GBP/USD: Similar to the Euro, volatility in Cable is back down on its lowest lows since 2007 after spending a bit of time down here early in 2013. We’ve see that stuttering rally up from 1.5000 so you can see how volatility doesn’t outright preclude directional moves. It would have been a bumpy ride to effectively manage position trades on the daily charts from this price action though. Here’s where you might look to slightly lower timeframes to participate in the smoother flowing momentum moves.
USD/JPY: The Yen looks like it’s gone to sleep. We had that explosive up-move beginning in autumn 2012, a pause, a continuation of bullish activity at the end of 2013 and then… nothing. This market has been doing little more than bouncing along support at 101.50 for months now.
USD/CHF: The Swissie falls in line too – down on lowest volatility since 2007. That spike low mid-2011 keeps a bullish slant on things but recent movement is tight.
So that’s four big markets covered. But is this just a US Dollar thing?
Let’s have a look at a couple of the other British pound crosses and see if we fare any better.

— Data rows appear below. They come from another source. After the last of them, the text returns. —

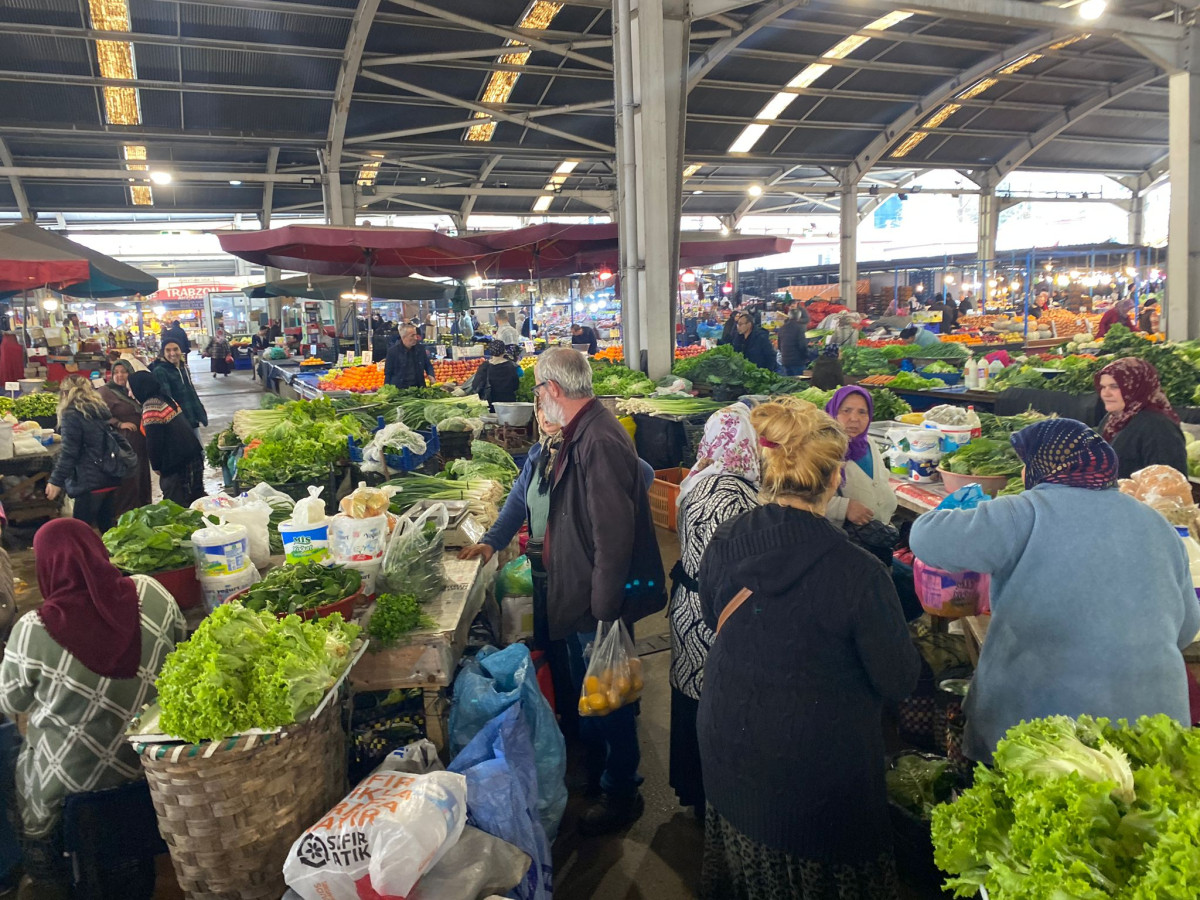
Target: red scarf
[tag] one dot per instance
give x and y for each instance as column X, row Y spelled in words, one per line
column 90, row 609
column 1140, row 389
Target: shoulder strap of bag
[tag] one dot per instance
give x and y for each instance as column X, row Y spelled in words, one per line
column 735, row 604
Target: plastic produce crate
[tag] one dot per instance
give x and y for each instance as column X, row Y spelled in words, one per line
column 664, row 493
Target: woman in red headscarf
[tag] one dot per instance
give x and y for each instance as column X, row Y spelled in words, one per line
column 79, row 667
column 1140, row 423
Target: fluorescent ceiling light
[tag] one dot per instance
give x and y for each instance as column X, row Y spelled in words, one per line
column 499, row 85
column 805, row 78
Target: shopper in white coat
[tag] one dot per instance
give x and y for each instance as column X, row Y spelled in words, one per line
column 865, row 492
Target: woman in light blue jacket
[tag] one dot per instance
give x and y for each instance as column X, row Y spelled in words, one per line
column 1091, row 593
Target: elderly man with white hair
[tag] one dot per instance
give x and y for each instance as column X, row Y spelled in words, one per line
column 603, row 563
column 408, row 364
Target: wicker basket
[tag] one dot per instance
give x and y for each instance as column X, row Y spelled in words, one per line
column 229, row 810
column 664, row 493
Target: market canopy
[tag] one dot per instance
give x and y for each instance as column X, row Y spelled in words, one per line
column 101, row 275
column 336, row 250
column 545, row 250
column 27, row 264
column 331, row 287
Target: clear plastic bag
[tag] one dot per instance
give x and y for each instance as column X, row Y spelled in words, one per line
column 615, row 672
column 413, row 562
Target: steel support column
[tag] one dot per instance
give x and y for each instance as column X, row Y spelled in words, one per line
column 651, row 43
column 989, row 223
column 847, row 264
column 1138, row 219
column 1183, row 251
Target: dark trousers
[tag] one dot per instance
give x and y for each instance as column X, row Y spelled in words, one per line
column 610, row 742
column 97, row 509
column 183, row 486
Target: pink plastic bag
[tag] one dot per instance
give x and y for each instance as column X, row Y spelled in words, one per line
column 952, row 595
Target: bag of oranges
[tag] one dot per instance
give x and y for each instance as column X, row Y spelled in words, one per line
column 615, row 673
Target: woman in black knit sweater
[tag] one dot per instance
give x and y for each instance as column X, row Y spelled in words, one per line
column 795, row 684
column 172, row 445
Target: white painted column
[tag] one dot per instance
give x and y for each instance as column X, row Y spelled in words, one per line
column 1183, row 250
column 651, row 54
column 847, row 264
column 989, row 223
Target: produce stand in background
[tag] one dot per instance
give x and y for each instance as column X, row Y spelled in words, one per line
column 25, row 499
column 427, row 659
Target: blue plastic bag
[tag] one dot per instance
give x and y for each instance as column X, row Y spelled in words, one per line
column 502, row 796
column 964, row 498
column 490, row 684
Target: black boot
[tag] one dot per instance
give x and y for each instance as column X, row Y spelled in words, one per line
column 611, row 814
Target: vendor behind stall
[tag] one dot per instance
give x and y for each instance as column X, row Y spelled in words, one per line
column 865, row 492
column 1091, row 595
column 918, row 336
column 1140, row 423
column 79, row 667
column 498, row 378
column 408, row 364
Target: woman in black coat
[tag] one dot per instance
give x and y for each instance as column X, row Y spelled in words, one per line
column 810, row 645
column 84, row 426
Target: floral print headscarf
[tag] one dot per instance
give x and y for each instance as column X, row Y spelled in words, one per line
column 730, row 447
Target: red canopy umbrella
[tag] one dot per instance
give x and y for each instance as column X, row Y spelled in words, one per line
column 337, row 250
column 28, row 264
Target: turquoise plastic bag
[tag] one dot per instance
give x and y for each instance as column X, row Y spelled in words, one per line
column 515, row 579
column 491, row 683
column 502, row 796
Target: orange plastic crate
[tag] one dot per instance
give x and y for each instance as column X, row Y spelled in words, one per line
column 664, row 493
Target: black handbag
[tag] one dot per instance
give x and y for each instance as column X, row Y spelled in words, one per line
column 117, row 457
column 876, row 538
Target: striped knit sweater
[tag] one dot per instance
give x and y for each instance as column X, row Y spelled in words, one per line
column 171, row 443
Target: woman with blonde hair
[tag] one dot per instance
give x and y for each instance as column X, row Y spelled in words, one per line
column 810, row 645
column 85, row 430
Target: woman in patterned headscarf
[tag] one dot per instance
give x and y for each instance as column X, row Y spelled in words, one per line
column 1140, row 423
column 1101, row 636
column 721, row 485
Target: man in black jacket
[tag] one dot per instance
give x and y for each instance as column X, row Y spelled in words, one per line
column 408, row 364
column 603, row 563
column 754, row 343
column 177, row 334
column 793, row 342
column 585, row 335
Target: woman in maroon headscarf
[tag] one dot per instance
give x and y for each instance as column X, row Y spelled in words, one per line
column 79, row 667
column 1140, row 423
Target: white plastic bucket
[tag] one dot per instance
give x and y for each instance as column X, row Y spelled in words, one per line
column 954, row 436
column 358, row 540
column 219, row 588
column 305, row 543
column 221, row 550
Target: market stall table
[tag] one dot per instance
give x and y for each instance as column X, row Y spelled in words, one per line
column 429, row 658
column 34, row 469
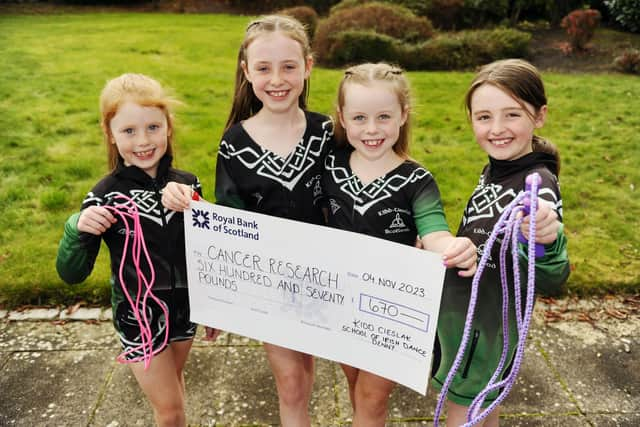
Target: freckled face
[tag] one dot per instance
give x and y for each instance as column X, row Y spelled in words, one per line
column 502, row 127
column 140, row 133
column 372, row 117
column 277, row 69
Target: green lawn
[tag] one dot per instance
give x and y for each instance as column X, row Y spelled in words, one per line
column 54, row 67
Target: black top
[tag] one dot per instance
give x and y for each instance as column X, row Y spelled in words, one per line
column 398, row 206
column 251, row 177
column 163, row 228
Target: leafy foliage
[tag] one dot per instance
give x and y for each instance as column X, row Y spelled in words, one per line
column 393, row 21
column 629, row 61
column 581, row 25
column 626, row 13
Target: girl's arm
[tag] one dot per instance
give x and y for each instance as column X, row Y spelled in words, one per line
column 80, row 244
column 227, row 191
column 457, row 252
column 553, row 268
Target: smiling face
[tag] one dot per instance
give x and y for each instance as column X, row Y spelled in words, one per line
column 140, row 134
column 503, row 127
column 372, row 117
column 277, row 69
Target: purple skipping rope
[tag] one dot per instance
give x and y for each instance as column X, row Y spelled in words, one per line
column 509, row 225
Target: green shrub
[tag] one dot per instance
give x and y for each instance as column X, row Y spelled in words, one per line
column 506, row 43
column 264, row 6
column 465, row 49
column 628, row 62
column 306, row 15
column 393, row 21
column 355, row 46
column 626, row 13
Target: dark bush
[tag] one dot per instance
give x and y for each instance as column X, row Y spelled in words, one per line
column 418, row 7
column 446, row 14
column 626, row 13
column 581, row 26
column 465, row 49
column 306, row 15
column 322, row 7
column 355, row 46
column 393, row 21
column 628, row 62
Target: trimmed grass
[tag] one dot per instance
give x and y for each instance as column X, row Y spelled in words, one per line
column 54, row 67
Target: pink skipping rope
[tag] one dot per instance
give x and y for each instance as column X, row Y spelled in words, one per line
column 509, row 225
column 125, row 210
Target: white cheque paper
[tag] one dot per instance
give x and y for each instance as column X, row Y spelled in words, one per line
column 342, row 296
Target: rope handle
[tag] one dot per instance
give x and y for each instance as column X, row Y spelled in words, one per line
column 527, row 207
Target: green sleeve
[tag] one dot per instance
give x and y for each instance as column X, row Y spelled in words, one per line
column 552, row 269
column 77, row 252
column 428, row 212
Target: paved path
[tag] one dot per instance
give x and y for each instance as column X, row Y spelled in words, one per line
column 581, row 369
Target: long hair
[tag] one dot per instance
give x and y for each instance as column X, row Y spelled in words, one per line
column 368, row 74
column 522, row 81
column 140, row 89
column 245, row 102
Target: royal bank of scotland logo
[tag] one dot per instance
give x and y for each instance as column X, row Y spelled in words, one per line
column 200, row 218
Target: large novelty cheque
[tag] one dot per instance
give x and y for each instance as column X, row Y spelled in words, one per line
column 338, row 295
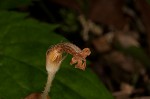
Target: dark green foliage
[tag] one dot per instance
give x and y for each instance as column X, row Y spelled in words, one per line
column 23, row 44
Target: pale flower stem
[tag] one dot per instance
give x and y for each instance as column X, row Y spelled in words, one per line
column 50, row 78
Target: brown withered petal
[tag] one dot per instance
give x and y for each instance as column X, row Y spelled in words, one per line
column 79, row 56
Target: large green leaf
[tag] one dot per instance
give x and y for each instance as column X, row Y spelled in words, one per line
column 23, row 43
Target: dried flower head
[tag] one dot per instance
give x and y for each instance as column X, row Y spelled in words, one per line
column 79, row 56
column 54, row 57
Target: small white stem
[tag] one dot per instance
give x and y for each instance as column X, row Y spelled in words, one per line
column 50, row 78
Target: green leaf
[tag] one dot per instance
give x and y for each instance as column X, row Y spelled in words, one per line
column 23, row 44
column 10, row 4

EUR/GBP: Not much free flowing movement here either. We’ve seen that stuttering down-move over the last eighteen months but again, it’s been a choppy, bumpy ride day-to-day.
GBP/JPY: Similar price action to the US Dollar v Yen market. The up-move beginning in 2012 has stopped for a breather. This market has been range bound between 168.00 and 173.70 for most of the year to date. It took a quick stab to the downside in Feb but soon got dragged back into the current range. N.B. GBP/JPY is currently testing the highs of the range – might be worth keeping an eye on.
So if you’ve not paid it much attention before, have a play around with the ATR tool yourself. See if you can use it to uncover freer flowing opportunities in other markets (just be careful of the wide bid/ask spread on the more exotic pairs) or find freer flowing timeframes in the main markets.
Look out for a climbing ATR indicator line…
An up-ticking ATR might indicate an opportunity to ride smoother flowing momentum.
I hope you find it useful and do let me know how you get on.
Be Prepared: Market Moving Data Coming This Week (London Time):
Wednesday 2nd July 2014:
13:15 USD Non-farm employment change
16:00 USD Yellen speaks
Thursday 3rd July 2014:
09:30 GBP Services PMI
12:45 EUR Interest Rate Decision
13:30 EUR ECB Press Conference
13:30 USD US Employment numbers
15:00 USD ISM Non Manufacturing PMI
Friday 4th July 2014:
All Day USD Independence day holiday
Monday 7th July 2014:
No big reports
Tuesday 8th July 2014:
09:30 GBP Manufacturing production
Keep your wits about you if you’re trading on Thursday. There are a cluster of big data releases right ahead of a US holiday – it could get a bit lively on the day!
I hope you enjoyed this week’s material. Let me know what you think of the ATR tool and I’ll catch up with you again soon.